Après une rencontre avec Gilbert Bawara, le ministre de la Fonction Publique, du Travail et de la Réforme Administrative jeudi dernier, les responsables de la Coordination des syndicats de l’éducation du Togo (CSET) affirment que « l’éducation reste au cœur des préoccupations majeures du gouvernement et nous avons été assurés qu’un ministre serait prochainement nommé ».

Pour Yaovi Atsou-Atcha , Porte-parole de la Coordination syndicale de l’éducation du Togo (CSET), il faut dissiper les zones d’ombres dans cette situation. Que le ministère des Enseignements primaire et secondaire soit rattaché à un autre ou encore qu’il porte lui-même un représentant, il pense que cela mérite d’être officialisé. Il recommande ensuite que le gouvernent soit un peu plus communicatif afin d’éviter les situations douteuses.

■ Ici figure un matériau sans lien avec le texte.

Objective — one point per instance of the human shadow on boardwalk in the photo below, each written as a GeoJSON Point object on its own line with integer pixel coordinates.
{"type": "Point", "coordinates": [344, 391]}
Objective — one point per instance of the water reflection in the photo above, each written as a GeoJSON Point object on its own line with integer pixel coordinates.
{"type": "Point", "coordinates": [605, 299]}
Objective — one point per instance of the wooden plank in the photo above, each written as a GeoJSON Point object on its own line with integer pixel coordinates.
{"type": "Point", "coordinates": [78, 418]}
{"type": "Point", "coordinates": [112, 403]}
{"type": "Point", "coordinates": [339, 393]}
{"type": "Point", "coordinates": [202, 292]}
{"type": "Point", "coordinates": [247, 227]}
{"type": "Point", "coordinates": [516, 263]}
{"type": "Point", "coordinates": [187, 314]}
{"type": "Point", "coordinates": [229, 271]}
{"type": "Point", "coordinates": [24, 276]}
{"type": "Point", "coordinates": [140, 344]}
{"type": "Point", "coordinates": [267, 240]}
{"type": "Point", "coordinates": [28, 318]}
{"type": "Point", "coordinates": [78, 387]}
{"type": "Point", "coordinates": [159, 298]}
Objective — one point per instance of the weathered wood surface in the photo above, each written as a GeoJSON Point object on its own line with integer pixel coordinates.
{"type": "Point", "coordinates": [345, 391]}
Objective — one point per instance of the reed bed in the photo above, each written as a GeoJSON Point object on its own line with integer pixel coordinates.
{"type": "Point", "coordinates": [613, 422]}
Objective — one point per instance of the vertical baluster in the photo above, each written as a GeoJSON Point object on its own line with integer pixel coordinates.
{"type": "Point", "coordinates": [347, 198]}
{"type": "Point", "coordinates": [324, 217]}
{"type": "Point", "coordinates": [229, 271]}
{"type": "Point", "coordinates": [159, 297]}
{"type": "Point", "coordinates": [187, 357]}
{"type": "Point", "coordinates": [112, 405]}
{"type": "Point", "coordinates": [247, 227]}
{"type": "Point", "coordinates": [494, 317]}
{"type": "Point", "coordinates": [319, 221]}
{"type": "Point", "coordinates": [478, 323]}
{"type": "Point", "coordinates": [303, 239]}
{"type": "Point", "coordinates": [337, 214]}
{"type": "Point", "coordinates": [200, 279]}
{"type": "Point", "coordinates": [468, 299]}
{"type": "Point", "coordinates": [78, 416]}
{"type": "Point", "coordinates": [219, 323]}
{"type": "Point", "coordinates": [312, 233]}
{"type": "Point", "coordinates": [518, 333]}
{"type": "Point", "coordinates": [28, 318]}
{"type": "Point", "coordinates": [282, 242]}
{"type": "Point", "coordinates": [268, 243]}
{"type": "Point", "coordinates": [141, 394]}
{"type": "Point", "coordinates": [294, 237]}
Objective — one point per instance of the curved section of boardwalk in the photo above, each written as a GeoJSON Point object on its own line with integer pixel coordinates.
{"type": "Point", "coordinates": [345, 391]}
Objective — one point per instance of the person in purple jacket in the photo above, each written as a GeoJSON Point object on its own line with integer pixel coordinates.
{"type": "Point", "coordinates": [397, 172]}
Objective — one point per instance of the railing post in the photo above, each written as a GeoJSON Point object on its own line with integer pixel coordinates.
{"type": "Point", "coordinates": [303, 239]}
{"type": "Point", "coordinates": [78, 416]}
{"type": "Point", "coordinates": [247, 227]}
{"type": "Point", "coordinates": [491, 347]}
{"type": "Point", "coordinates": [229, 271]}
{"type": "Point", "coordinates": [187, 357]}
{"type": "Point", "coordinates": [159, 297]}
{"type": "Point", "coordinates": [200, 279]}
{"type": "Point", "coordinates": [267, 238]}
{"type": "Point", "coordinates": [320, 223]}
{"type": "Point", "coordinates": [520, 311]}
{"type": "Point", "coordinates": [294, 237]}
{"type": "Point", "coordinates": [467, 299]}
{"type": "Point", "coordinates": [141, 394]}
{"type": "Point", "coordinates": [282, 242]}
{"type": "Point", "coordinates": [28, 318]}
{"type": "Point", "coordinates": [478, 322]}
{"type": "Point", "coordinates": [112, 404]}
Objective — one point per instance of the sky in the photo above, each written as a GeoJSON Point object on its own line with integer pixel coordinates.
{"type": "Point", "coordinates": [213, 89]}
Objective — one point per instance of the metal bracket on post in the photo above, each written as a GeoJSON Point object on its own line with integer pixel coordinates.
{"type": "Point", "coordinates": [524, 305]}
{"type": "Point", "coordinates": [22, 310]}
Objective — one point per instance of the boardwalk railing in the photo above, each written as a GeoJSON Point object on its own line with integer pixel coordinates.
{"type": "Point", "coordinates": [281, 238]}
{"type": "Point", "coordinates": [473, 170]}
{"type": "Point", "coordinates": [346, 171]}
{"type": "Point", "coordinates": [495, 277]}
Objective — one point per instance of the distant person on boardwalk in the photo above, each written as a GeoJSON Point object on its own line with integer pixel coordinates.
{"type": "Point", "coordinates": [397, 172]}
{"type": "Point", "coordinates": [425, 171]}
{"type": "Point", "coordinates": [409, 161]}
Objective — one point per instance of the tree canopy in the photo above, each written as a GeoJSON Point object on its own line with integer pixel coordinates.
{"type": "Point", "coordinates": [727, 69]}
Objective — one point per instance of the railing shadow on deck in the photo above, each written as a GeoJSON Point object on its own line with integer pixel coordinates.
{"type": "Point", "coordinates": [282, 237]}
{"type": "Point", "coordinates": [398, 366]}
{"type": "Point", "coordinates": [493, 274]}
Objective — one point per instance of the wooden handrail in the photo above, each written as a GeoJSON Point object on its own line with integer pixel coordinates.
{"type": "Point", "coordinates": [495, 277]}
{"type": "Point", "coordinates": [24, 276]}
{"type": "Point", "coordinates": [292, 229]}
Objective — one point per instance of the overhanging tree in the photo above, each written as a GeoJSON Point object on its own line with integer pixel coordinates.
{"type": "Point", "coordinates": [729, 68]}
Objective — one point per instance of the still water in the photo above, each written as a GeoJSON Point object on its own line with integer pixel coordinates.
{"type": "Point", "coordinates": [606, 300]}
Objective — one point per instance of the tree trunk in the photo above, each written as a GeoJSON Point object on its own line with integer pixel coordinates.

« Ce n’est de la compétence des enseignants de choisir la personne qu’il faut à la tête de leur ministère. Cela relève de la compétence du chef de l’Etat et nous espérons que dans les jours à venir, nous verrons clair. Si le ministère va avoir à sa tête un ministre, cela va être clarifié. S’il sera rattaché à une institution, que cela soit officiel. C’est tout ce que nous demandons », a-t-il déclaré.

Il a poursuivi : « Celui vers qui nous nous tournons souvent directement, c’est le ministre des Enseignements primaire et secondaire qui n’est pas là. Au-delà de cela, les enseignants lui envoient des courriers pour leur situation administrative, notamment la nomination, la titularisation et ces courriers portent l’en-tête du ministre ».

Le syndicaliste pense que la dernière « levée de bouclier des enseignants » ne verrait pas le jour, si l’Etat togolais privilégiait un peu le dialogue. A en croire le secrétaire de la CSET, tout est question de communication.

« Tout est une question de communication et d’échanges. Nous manquons franchement de dialogue et de communication. Si au cours d’une réunion, on nous disait comment les choses seront faites, nous allons avoir des éléments pour communiquer avec nos camarades », a-t-il souligné.